The car was quiet. Up ahead they could see the slow burn of a high light at Border Run!, and the car wove back and forth with the curving road so it appeared off to the right, then to the left, then back to the right. Jack could tell Jo was upset by the direction of the conversation, so he let it be. He wasn’t interested in arguing. He’d just wanted to tell a story about Desmonda, but he felt like he’d botched it somehow. Like it had become about him, or about them.
“I was right, in the end,” said Jo. “They moved on.”
As they rounded the final turn before Jack’s driveway, the light they’d seen before, now to the right, was joined by another opposite it.

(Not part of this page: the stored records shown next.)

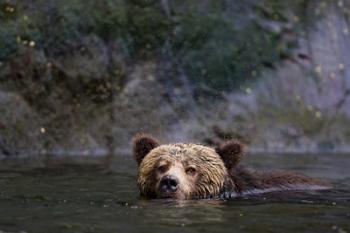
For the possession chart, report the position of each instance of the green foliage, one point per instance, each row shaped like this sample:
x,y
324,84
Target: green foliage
x,y
213,50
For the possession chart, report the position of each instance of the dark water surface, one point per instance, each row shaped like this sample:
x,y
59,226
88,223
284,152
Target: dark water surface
x,y
83,199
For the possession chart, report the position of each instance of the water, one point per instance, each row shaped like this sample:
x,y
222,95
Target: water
x,y
86,199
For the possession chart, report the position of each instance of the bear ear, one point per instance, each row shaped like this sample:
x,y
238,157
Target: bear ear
x,y
142,145
231,153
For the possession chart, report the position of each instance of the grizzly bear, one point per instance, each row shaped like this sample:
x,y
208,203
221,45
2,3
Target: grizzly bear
x,y
187,171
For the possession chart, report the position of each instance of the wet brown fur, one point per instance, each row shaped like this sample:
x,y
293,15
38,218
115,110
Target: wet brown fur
x,y
218,170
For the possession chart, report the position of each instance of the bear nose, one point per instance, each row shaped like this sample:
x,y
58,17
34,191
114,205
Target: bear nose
x,y
169,184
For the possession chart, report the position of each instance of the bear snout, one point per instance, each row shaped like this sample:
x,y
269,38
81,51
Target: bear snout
x,y
168,184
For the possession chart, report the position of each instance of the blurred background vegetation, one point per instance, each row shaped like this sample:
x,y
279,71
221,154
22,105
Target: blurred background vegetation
x,y
81,77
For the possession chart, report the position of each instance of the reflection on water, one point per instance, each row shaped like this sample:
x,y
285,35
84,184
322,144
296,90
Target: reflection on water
x,y
88,200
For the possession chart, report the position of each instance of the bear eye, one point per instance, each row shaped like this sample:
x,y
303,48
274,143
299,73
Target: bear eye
x,y
191,171
162,168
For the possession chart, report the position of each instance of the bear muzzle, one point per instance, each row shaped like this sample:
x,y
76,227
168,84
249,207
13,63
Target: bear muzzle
x,y
168,185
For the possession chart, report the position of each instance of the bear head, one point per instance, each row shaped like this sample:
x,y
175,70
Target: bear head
x,y
184,170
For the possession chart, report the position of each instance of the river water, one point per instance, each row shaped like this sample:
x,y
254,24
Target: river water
x,y
87,199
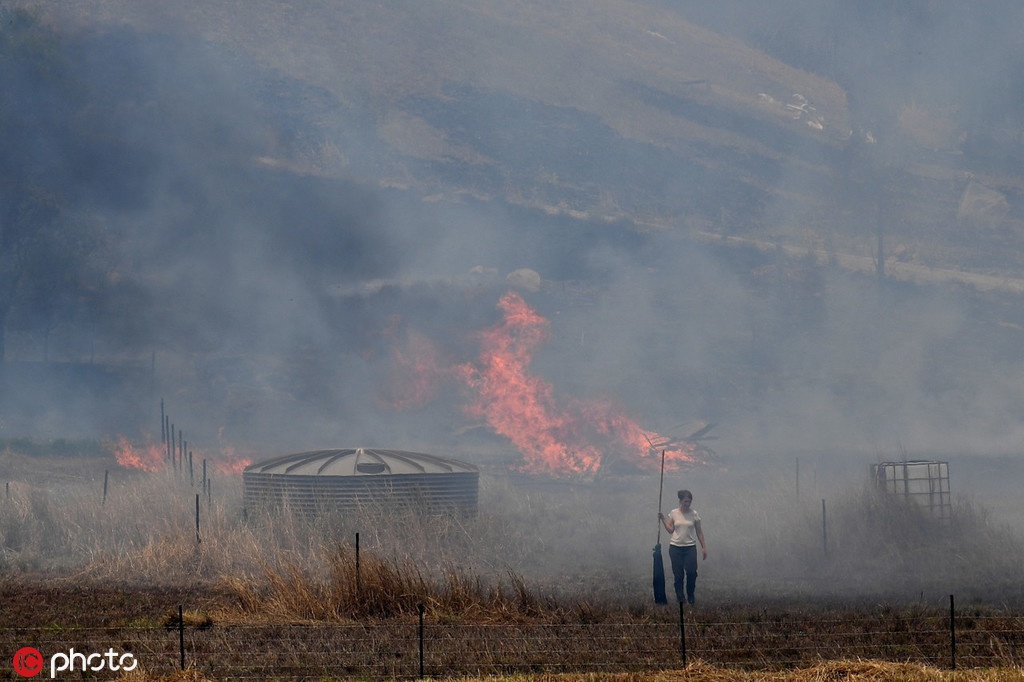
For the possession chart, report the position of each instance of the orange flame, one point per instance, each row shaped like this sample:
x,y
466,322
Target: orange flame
x,y
576,439
144,458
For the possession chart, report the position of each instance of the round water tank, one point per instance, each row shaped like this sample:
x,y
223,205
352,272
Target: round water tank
x,y
363,479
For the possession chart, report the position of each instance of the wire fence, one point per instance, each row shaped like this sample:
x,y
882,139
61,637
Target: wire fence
x,y
428,647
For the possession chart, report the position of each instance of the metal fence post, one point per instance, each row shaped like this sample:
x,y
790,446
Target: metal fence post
x,y
421,609
181,636
952,635
682,634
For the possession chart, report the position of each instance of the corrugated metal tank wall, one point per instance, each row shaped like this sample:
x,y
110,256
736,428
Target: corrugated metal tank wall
x,y
363,479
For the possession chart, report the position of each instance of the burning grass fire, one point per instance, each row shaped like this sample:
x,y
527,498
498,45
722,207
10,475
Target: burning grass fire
x,y
153,457
556,436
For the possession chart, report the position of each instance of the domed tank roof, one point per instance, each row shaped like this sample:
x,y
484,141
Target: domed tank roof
x,y
359,462
361,478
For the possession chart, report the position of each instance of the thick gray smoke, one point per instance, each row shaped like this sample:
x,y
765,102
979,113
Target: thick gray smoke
x,y
280,229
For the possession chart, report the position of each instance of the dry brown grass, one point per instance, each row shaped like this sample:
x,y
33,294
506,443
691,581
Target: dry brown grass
x,y
826,672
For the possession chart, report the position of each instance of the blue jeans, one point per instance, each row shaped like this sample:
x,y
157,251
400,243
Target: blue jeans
x,y
684,560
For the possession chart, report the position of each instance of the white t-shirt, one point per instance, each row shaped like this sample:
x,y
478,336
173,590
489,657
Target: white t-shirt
x,y
685,534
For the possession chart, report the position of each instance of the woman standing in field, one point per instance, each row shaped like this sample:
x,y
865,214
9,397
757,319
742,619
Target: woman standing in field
x,y
684,524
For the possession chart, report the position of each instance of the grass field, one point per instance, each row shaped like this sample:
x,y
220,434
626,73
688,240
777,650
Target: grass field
x,y
550,577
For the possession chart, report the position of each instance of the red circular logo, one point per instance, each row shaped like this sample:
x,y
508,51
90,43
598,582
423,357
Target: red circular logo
x,y
28,662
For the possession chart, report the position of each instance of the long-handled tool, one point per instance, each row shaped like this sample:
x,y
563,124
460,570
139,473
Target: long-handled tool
x,y
659,596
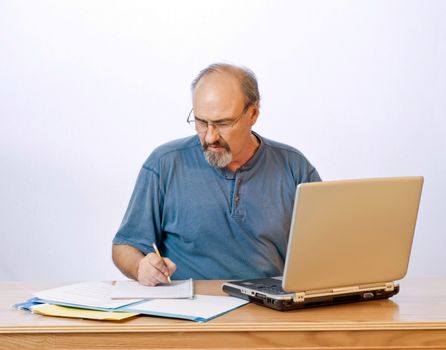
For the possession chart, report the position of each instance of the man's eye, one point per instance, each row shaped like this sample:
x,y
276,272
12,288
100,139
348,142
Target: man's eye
x,y
221,124
201,122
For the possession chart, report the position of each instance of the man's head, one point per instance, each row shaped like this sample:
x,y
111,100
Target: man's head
x,y
225,107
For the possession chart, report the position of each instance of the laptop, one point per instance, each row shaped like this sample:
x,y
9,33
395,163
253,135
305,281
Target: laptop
x,y
349,241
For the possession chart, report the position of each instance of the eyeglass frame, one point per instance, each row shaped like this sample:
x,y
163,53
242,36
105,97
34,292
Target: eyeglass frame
x,y
217,127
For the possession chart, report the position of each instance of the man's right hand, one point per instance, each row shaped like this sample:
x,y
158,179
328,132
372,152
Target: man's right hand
x,y
153,270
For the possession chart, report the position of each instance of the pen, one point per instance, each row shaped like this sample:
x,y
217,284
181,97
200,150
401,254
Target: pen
x,y
158,253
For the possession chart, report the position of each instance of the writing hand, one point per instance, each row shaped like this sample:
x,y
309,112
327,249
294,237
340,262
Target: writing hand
x,y
153,270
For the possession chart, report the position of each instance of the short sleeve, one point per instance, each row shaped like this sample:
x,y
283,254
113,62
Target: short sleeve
x,y
141,225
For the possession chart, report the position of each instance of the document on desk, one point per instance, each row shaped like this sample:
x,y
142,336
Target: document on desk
x,y
200,308
134,290
93,295
65,311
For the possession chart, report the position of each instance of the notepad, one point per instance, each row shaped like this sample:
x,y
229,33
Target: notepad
x,y
93,295
134,290
200,308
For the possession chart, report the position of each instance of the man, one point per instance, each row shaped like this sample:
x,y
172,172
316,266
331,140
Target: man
x,y
217,204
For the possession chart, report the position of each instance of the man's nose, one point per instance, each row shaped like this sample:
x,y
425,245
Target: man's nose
x,y
212,134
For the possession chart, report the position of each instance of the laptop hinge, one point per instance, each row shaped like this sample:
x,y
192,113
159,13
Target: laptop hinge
x,y
299,297
388,287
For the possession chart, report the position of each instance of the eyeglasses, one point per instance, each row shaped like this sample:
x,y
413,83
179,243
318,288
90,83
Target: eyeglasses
x,y
221,126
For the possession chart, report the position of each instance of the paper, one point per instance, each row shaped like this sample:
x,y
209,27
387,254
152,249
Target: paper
x,y
132,289
201,308
94,295
64,311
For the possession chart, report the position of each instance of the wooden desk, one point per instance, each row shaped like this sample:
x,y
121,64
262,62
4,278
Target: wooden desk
x,y
414,319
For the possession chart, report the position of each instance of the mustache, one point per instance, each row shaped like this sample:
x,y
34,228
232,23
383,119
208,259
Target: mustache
x,y
216,144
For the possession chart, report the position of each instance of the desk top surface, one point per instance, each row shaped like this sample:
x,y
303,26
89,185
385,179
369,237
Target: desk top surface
x,y
421,304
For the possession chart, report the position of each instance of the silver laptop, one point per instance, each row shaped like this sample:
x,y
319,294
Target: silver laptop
x,y
349,241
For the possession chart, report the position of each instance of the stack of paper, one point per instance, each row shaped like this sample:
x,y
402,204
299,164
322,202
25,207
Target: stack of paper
x,y
93,300
173,290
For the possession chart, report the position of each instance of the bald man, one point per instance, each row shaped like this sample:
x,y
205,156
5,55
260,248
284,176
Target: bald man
x,y
217,204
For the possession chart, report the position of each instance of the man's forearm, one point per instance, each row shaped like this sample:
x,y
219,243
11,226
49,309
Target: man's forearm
x,y
127,258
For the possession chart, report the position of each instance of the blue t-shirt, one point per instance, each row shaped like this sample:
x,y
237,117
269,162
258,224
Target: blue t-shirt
x,y
214,223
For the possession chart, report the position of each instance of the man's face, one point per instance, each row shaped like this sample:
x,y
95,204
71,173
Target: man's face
x,y
222,122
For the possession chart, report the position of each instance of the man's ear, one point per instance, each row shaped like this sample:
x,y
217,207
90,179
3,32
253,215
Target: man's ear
x,y
254,113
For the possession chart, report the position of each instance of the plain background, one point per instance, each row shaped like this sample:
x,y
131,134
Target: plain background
x,y
89,88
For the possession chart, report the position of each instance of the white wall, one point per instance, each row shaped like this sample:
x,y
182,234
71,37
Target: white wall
x,y
89,88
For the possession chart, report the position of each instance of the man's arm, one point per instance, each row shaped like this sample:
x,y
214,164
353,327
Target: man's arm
x,y
149,270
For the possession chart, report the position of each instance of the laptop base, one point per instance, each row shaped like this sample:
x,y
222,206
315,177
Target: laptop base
x,y
285,301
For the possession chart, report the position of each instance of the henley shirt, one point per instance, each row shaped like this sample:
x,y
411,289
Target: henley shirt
x,y
212,222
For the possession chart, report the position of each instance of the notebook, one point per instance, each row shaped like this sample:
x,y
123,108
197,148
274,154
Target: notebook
x,y
349,241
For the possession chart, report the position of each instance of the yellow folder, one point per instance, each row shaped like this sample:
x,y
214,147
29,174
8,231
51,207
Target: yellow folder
x,y
65,311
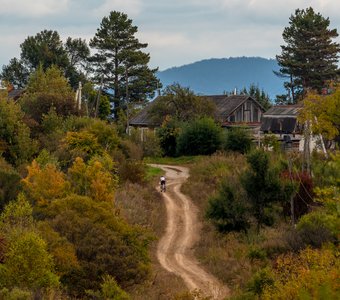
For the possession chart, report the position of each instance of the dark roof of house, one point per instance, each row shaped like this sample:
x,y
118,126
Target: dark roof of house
x,y
283,110
281,119
142,118
225,105
279,125
15,93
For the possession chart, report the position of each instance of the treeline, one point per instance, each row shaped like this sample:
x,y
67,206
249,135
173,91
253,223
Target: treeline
x,y
61,233
117,65
271,230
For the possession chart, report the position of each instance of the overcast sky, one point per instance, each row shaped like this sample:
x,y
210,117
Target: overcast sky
x,y
178,31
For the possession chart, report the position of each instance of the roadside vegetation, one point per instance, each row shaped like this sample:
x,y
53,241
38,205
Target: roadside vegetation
x,y
79,212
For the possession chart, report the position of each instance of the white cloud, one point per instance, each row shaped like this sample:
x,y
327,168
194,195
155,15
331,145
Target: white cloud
x,y
130,7
36,8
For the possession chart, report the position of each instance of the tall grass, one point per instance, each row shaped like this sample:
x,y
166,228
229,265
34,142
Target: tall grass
x,y
142,205
181,160
233,257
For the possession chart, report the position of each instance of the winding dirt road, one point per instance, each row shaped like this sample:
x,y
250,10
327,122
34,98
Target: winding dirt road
x,y
175,248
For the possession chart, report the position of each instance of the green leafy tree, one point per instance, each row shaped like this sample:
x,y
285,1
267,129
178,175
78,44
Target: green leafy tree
x,y
46,49
238,140
309,57
323,114
120,61
259,95
182,104
91,95
78,53
202,136
15,73
167,134
9,183
16,145
47,89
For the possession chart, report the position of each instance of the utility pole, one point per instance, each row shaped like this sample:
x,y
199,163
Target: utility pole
x,y
292,213
306,148
98,96
127,100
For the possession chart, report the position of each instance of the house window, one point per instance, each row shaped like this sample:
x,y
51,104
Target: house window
x,y
247,115
239,115
256,115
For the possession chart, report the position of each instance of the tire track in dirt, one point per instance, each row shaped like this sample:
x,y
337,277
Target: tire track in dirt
x,y
175,248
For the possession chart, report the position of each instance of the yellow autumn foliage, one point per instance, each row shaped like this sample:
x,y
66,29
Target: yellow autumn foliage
x,y
45,184
93,180
323,113
310,273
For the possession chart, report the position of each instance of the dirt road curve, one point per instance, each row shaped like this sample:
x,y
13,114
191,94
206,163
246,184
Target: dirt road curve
x,y
174,250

The new light, or lights, for there were a few of them scattered low across the land north of the road, flickered and danced. It was fire. Jack’s first thought was that there must be a wildfire. He grabbed the dashboard, adrenaline making him sober, before seeing that the fires were contained, and revealed the forms of men walking before them: they were bonfires.
“Shit,” he said.
Micah slowed the car. “Who are they?”
“Tohono O’odham and Navajo, mostly. They’re protesting.”
They passed the first fire, then the second, and then turned down the drive. There were no more than a couple dozen people, all told, but Jack knew that by morning there’d be more. He hadn’t thought to warn Micah about it, or tell Jo that their numbers had gradually grown. But then, they were early this year. They got to the parking lot before anyone spoke, and Jack felt as though the car were flooded with judgment.
“Okay,” Micah said after putting the car in park, “I’ll bite. Protesting what?”
Jack remembered the first time they’d showed up. They’d come the night before the first Busk and were only nine or ten strong, and at first he thought they’d come to join the festival. But after staying for it and leaving soon after, their true opinion of the goings-on became clear.
“They come every year for the Busk Ceremony,” Jack said. “Has Jo told you about the Busk? Anyway, they’re harmless, except for my ego.”
Micah looked in his rearview mirror for a moment, then shrugged. “Yeah, she told me about the Busk. Frankly, it seems like they should support what you’re doing.”
“Well, I don’t think it’s the what, so much as the who.”
Micah opened his door and began to climb out. “See,” he said, “that’s what you’d call a genetic fallacy.”
They all stood in the darkness outside the car, and the last light of Border Run! shut off. They turned away from the bonfires and headed down the path.
“What’s a cockle, anyway?” Jo asked.